Same share different user different rights

Hi I want to create a share in linux for several users, but with different rights, for example a share in the home directory named apps, the users a,b,c,d will have access to the share but only a and b will have full rights and c and d will have read only rights, all users must be autenticated users, I have done something similar but all users have the same rights using the options valid users, force group, force create mode = 0664 and force directory mode = 0775.

Hello – read the html version of smb.conf in “google smb.conf site:.org”
All must be authenticated: guest ok = no
a and b have full rights: read list = a, b
c and d read only: read list = c, d

If further problems, post your paragraph for the share in smb.conf – post it here.

Using the write list and read list options is it needed to use the force create mode and force directory mode options? will this options work in a security = user mode configuration?

is it needed to use the force create mode and force directory mode options?

There’s a question behind this question that I can’t quite see. What were the reasons you were using force create and force directory? I think it might be you were using these to get suitable permissions on files and directories made in the share over the network. Think about not using those but instead using this:

force user = abcdefg

where abcdefg is the real Linux owner of the shared directory. That gives great structure and permissions on the created files etc, just like as if abcdefg had made files/directories in ther share as normal Linux owner. If the direcory that you share belongs to root, then chown it to abcdefg, any normal Linux user. Join abcdefg to the Samba user database, like users a, b, c, etc.

will this options work in a security = user mode configuration?

Yes.

I used these two options so the entire group could have access to read and write docs and folder created by any user with write rights not only the creator of the files, is that right?

I’m getting confused now because I’m remote from your coalface. I would do sort of anything like this:
Add a user to the samba user database to make the administrative owner, say, billygoat.
Make a directory /home/billygoat/sharedfiles. Make sharedfiles anywhere provided it’s owned by billygoat.

edit this into smb.conf which ois located at /etc/samba/smb.conf:

[SharedFiles]
path = /home/billygoat/sharedfiles
read list = a, b, c
write list = d, e, f
force user = billygoat
guest ok = no

then a, b, c, d, e, f can read but only a, b, c can write. And each of a, b, c can fully write/rewrite something made by anyone else. Is that what you want?
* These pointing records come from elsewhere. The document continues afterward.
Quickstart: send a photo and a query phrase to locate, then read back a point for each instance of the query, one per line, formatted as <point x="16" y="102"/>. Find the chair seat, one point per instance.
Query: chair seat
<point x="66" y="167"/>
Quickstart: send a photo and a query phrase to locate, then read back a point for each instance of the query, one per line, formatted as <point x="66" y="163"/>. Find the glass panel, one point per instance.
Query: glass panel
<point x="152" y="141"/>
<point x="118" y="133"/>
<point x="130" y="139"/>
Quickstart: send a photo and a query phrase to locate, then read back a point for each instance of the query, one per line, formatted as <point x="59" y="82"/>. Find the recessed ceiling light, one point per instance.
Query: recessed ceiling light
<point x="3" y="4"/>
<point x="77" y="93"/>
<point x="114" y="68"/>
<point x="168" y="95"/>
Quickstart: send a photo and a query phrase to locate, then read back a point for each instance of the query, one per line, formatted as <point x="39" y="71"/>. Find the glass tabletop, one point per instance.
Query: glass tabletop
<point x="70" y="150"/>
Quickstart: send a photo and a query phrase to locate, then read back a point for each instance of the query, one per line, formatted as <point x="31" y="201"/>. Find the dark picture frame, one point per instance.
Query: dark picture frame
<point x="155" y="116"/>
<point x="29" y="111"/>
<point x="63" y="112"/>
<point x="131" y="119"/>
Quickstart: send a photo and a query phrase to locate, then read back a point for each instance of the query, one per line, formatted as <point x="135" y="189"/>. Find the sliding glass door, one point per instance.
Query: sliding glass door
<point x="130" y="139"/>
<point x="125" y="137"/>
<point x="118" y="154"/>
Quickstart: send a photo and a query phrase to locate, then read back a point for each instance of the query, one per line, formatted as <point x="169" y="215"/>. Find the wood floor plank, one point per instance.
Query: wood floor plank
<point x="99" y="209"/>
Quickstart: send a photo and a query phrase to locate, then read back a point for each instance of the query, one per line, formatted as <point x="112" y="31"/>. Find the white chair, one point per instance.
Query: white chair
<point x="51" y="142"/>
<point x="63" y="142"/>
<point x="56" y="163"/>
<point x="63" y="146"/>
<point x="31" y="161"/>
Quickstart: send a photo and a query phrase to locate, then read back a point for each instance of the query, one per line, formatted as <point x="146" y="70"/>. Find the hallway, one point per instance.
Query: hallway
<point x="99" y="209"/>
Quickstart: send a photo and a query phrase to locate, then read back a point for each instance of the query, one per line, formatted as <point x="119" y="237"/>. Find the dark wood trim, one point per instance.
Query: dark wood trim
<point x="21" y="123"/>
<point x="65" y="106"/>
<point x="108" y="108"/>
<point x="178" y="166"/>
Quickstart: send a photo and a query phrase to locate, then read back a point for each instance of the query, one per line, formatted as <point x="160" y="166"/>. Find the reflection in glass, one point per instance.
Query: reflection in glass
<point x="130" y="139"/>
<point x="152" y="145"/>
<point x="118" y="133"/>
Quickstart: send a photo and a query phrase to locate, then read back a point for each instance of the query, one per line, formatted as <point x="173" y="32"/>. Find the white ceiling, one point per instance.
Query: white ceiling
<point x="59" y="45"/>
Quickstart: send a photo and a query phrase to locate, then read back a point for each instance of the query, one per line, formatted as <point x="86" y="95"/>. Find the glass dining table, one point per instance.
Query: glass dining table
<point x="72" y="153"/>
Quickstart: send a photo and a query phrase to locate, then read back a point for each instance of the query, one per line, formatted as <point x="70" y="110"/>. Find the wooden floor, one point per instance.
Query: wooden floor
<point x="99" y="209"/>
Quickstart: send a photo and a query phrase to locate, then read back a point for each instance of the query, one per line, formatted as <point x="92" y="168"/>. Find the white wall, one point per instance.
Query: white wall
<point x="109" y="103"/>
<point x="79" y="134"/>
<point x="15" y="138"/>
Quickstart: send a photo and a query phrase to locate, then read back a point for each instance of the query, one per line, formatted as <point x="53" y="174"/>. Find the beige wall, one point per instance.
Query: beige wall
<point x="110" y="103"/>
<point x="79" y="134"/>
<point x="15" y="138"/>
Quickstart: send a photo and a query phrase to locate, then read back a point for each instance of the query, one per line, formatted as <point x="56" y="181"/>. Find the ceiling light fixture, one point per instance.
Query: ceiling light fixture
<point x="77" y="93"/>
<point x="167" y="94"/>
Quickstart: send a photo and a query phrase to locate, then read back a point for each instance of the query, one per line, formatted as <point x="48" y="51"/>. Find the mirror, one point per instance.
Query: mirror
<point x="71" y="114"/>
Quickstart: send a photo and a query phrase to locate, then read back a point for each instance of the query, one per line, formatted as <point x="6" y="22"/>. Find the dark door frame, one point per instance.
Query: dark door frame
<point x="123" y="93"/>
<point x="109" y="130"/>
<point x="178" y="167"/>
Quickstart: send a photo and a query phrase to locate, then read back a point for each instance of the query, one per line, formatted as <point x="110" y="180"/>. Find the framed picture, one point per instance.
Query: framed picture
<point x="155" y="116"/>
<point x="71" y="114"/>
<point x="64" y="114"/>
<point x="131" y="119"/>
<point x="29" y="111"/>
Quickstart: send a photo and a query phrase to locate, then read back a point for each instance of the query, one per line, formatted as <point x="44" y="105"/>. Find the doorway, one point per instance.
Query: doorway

That is correct, that is what I wanted, this is only a matter of know how to combine the different options, so in this configuration the logged users are like if the billygoat user is the one that connected to the share, no matter what user is used to logging.

Thanks

You’re welcome.

It is a mouthful:

then a, b, c, d, e, f can read but only a, b, c can write. And each of a, b, c can fully write/rewrite something made by anyone else.